MRL değerleri ülkelere ve ruhsatlandırma durumuna göre değişiyor

Toksikoloji biliminin temel ilkelerinden bilindiği üzere her şeyin fazlası canlılar üzerinde olumsuz etkiye sahiptir ancak her madde için belirli sınırların altındaki miktarları da sağlık açısından herhangi bir olumsuz etkiye neden olmamaktadır. Bu noktadan hareketle, BKÜ’nin sorun olan miktarları dikkate alınarak ne kadar tehlikeli bir ürün olabildikleri etiketlerinde yer alan piktogramlar sayesinde kolayca anlaşılabilmekte, günlük olarak alındığında hiçbir sağlık sorununa neden olmayacak miktarları (Acceptable Daily Intake ADI) da uygulayıcı ve tüketici sağlığını korumak için takip edilecek değerleri belirlemek adına kullanılmaktadır. Aktif maddelerin ADI değerleri toksikolojik açıdan aşılmaması gereken limiti göstermektedir.

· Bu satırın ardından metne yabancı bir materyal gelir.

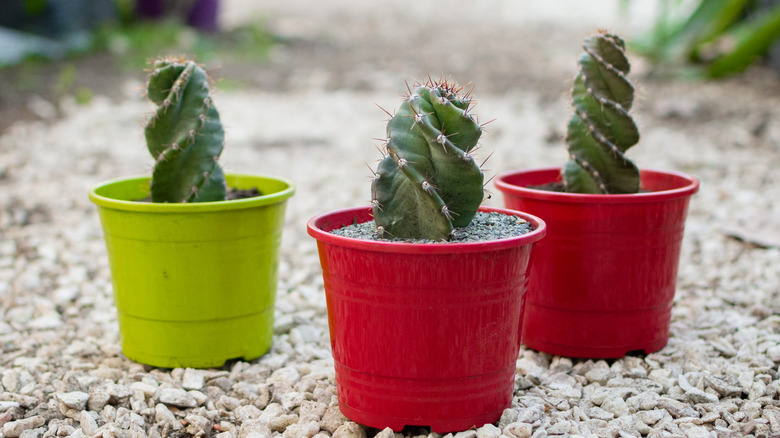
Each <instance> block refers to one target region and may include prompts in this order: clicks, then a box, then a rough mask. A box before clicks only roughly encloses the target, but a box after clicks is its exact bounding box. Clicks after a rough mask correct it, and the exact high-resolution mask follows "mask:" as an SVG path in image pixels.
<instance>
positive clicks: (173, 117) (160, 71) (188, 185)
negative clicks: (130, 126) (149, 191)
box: [144, 58, 227, 202]
mask: <svg viewBox="0 0 780 438" xmlns="http://www.w3.org/2000/svg"><path fill="white" fill-rule="evenodd" d="M147 94H148V97H149V100H151V101H152V102H154V104H155V105H157V108H156V109H155V112H154V115H153V116H152V117H151V119H150V120H149V122H148V123H147V125H146V127H145V129H144V133H145V135H146V145H147V148H148V149H149V152H150V153H151V154H152V157H154V159H155V164H154V172H153V173H152V181H151V197H152V202H211V201H223V200H225V198H226V193H227V185H226V184H225V175H224V173H223V172H222V168H221V167H220V165H219V162H218V160H219V155H220V154H221V153H222V147H223V143H224V138H225V132H224V130H223V128H222V122H221V121H220V119H219V113H218V112H217V109H216V108H215V107H214V103H213V102H212V99H211V95H210V92H209V78H208V75H207V74H206V72H205V71H204V70H203V68H201V67H200V66H199V65H198V64H196V63H194V62H193V61H185V60H182V59H177V58H165V59H160V60H157V61H155V63H154V67H153V71H152V73H151V75H150V77H149V83H148V85H147Z"/></svg>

MRL değerleri ise ülkelere ve ruhsatlandırma durumuna göre değişebilen bir değer olup resmi otoritelerin tarımsal ürünlerde BKÜ’nin önerilere uygun kullanılıp kullanılmadığını takip etmek için belirlenmektedir.

Dolayısıyla tarımsal ürünlerin ülkelere göre belirlenmiş MRL değerlerine uygunluğu ticari açıdan dikkat edilmesi gereken çok önemli bir husus olsa da toksikolojik açıdan MRL değerini baz almak çok da doğru bir yaklaşım değildir. Nitekim birçok aktif madde AB’de ruhsatlı olmadığı veya o tarımsal üründe ruhsatlı olmadığı için MRL değeri olarak bazı ürünlerde nitel tayin sınırları dikkate alınsa da başka ülkelerde veya başka ürünlerde ruhsatlı olduğu için aynı aktif maddelerin aynı üründe veya farklı bir üründe nitel tayin sınırının yüzlerce kat üzerinde MRL değerleri kabul edilebilmektedir.